Sucession de Paul Biya : comment la sortie de René Zé Nguélé a fait exploser les non-dits du RDPC

Ze Nguele Rene Ok Image illustrative

Wed, 15 Apr 2026 Source: www.camerounweb.com

Derrière la critique frontale du projet de vice-présidence, c’est tout le tabou de l’après-Biya que le doyen du Sénat a brisé. Jeune Afrique révèle les tractations internes qui ont précédé sa prise de parole.

À Yaoundé, le 7 avril 2026 restera comme la date où un cacique du régime a osé déchirer le voile de la bienséance. Lorsque René Zé Nguélé, sénateur RDPC et ancien ministre, a lancé depuis la tribune du Parlement réuni en congrès : « La précipitation avec laquelle vous conduisez cette réforme-là est suspecte », il n’a pas seulement critiqué un texte. Il a ouvert une brèche dans le système Biya.

Une révélation de Jeune Afrique permet aujourd’hui de comprendre les véritables ressorts de cette intervention. Selon nos informations exclusives, plusieurs jours avant le congrès, René Zé Nguélé a rencontré discrètement trois autres sénateurs historiques du RDPC, tous issus de l’Est du pays comme lui. Ensemble, ils ont échangé leurs craintes : le projet de vice-présidence, tel qu’il leur a été présenté sans débat préalable, ne viserait pas à stabiliser l’État, mais à verrouiller une succession dynastique en faveur de Franck Biya, fils du président.

Là où l’article de Jeune Afrique que nous prolongeons ici parlait de « tensions au sein du système Biya », nos révélations montrent que la sortie du doyen n’était pas un coup de colère isolé, mais une opération politique calculée. « René a joué son rôle de pompier pyromane, confie un cadre du parti sous couvert d’anonymat.

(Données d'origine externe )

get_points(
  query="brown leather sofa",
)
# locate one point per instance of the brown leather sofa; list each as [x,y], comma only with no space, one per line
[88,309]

Il a dit tout haut ce que 80 % des barons pensent tout bas : personne ne sait ce que fera ce vice-président, et surtout, personne ne veut d’un vice-président irrévocable qui pourrait devenir un concurrent. »

Jeune Afrique a également pu consulter une note interne, non officielle, circulant au sein du groupe parlementaire RDPC depuis le 10 avril. Celle-ci tente de recadrer l’interprétation des propos de René Zé Nguélé en les présentant comme « une contribution constructive au débat démocratique ». Mais dans les couloirs de la Chambre haute, le mot « trahison » a été chuchoté par certains fidèles de la première heure. Contacté, le sénateur n’a pas souhaité répondre à nos questions.

L’analyse de Jeune Afrique est claire : en s’attaquant au flou du texte (« Le vice-président va faire quoi ? Il va devenir quoi ? »), René Zé Nguélé a touché au nerf de la guerre. Car nommer un vice-président révocable « à merci », c’est créer une fonction d’attente, pas un successeur. En exigeant une stabilité institutionnelle, le doyen a implicitement dénoncé la volonté de la présidence de garder la main sur toute évolution du pouvoir. Une prise de risque majeure, à un an des échéances cruciales pour l’après-Biya.